В глазах у него стояли слезы, то ли от водки, то ли от обиды. Отец Димитрий оторвался от созерцания листьев. Алкоголики замерли напротив: Кабан с налитым кровью лицом и Митяй с пустым стаканом в руках. Оба ждали.
– Пока цели нет, будете водку жрать, – сказал отец Димитрий.
– Нефть, газ – все есть. А сытой жизни нету, – пожаловался Митяй.
– Сытая жизнь – не цель.
– Мне бы хватило, – заявил Кабан.
– Не хватило бы. Снова оказался бы здесь, за этим столом, вот с этой бутылкой.
– А прав он, эта! – неожиданно поддержал Митяй. – Тебе сколько бабла ни дай, все пропьешь.
– А тебе – нет? – огрызнулся Кабан.
– И мне, – согласился Митяй. – Хрен ли их копить?
– Национальная черта: на мелочи не размениваемся, – сказал отец Димитрий. – Нам либо весь мир спасать, либо не стоит и зад с лавки поднимать. Без идеи в России холодно, стынут души… А кто-то еще надеется тут капитализм построить.
– Америка построила как-то, ничего, – заявил Кабан.
– Вот у них там сытая жизнь, – кивнул отец Димитрий. – Всегда полное корыто. Ты долго просидишь у полного корыта, Кабан?
– А так, что ли, нормально? По уши в дерьме. Либо воюем, либо блюем с перепою.
– Все умрут. И пьяные, и сытые. Только в Америке этого не осознают, поэтому довольны. А ты все прекрасно понимаешь. Оттого и не сопротивляешься, когда в дерьмо падаешь. Но это даже хорошо. Как колодец: чем глубже проваливаешься, тем ярче звезды на небе.
– Из колодца не выберешься.
– Было бы желание… Главное, знать, с какой стороны дерьмо, а с какой небо. В России всегда умели ориентироваться.
– Это, ты, батя, про бога сейчас намекаешь? – подсуетился Митяй.
– Не про бога, а про Бога.
– Он, эта, про нас с Кабаном и думать забыл.
– Он смотрит на вас. Прямо сейчас.
Митяй испуганно задрал лицо к небу, Кабан машинально повторил его движение, но тут же опомнился: опустил голову, сплюнул.
– Врешь, – процедил зло.
– Отчего так решил?
– Сдались мы ему…
Отец Димитрий резко поднялся, придвинулся вплотную к Кабану. Тот попробовал отшатнуться, но священник, предвосхитив движение, крепко ухватил за отворот кожанки, притянул. Сейчас, в распахнувшейся шинели, он очень походил на памятник Дзержинскому с Лубянской площади. Даже борода будто бы собралась на подбородке в острый клин.

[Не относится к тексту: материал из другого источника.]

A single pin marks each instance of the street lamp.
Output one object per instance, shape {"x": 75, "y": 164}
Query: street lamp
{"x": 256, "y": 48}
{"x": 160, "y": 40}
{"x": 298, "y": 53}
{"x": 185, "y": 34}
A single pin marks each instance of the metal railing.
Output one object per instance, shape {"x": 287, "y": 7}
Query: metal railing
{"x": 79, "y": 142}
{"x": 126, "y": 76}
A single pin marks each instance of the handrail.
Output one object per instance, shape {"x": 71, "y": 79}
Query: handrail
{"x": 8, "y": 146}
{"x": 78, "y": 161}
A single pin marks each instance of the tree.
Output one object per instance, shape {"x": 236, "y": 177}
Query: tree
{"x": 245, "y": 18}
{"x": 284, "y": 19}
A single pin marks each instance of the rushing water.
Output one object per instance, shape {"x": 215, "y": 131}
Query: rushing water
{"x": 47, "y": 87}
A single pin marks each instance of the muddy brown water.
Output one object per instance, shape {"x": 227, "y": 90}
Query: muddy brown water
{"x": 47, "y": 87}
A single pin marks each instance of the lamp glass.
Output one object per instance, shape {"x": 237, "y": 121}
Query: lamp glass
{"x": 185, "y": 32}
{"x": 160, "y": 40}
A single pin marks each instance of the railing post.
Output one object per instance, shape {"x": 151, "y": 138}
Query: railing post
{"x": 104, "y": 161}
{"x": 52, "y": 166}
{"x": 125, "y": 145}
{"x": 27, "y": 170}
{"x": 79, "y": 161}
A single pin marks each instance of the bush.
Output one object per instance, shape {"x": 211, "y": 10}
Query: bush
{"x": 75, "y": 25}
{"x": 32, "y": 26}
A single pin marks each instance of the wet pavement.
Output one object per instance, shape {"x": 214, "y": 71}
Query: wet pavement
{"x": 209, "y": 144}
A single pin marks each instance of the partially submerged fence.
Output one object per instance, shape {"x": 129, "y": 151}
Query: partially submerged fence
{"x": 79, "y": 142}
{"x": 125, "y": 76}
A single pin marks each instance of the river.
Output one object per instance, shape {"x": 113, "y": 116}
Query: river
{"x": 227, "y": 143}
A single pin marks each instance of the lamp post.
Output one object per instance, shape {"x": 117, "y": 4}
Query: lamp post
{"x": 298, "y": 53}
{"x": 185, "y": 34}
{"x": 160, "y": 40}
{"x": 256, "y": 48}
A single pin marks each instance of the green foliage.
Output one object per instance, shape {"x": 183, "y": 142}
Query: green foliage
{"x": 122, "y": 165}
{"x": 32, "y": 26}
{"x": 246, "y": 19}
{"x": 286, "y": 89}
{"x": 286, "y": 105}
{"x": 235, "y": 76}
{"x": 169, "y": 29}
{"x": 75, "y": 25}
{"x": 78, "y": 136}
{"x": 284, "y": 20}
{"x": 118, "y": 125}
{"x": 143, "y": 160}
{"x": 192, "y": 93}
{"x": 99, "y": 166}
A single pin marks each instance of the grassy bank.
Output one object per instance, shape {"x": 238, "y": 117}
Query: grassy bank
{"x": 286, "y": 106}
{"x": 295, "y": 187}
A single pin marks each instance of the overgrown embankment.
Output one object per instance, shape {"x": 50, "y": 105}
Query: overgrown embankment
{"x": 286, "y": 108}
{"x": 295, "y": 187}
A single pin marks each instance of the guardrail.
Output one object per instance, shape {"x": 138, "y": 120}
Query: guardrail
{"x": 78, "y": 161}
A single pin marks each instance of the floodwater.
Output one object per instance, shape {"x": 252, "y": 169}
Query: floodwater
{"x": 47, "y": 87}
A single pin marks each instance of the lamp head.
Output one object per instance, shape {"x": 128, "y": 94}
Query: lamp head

– У него сейчас нет важней задачи, чем на тебя смотреть, – проговорил отец Димитрий, впритык разглядывая бегающие мутные глаза. – Это я тебе заявляю со всей ответственностью.
Митяй бросил еще один затравленный взгляд на небо, осторожно сдернул кепку: на бугристой голове, в глубине короткой стрижки, белели ровные штрихи шрамов. Отец Димитрий отпустил Кабана и, вернувшись к столу, взял сигарету. Кабан, испуганно косясь на нового знакомого, разлил из бутылки остатки.
– Ну пусть посмотрит, эта, как мы сивуху бухаем… – обреченно вздохнул Митяй, притянув стакан.
– Ему намного обиднее, что ты с ним за всю свою жизнь ни разу не поздоровался, – ответил отец Димитрий, прикуривая.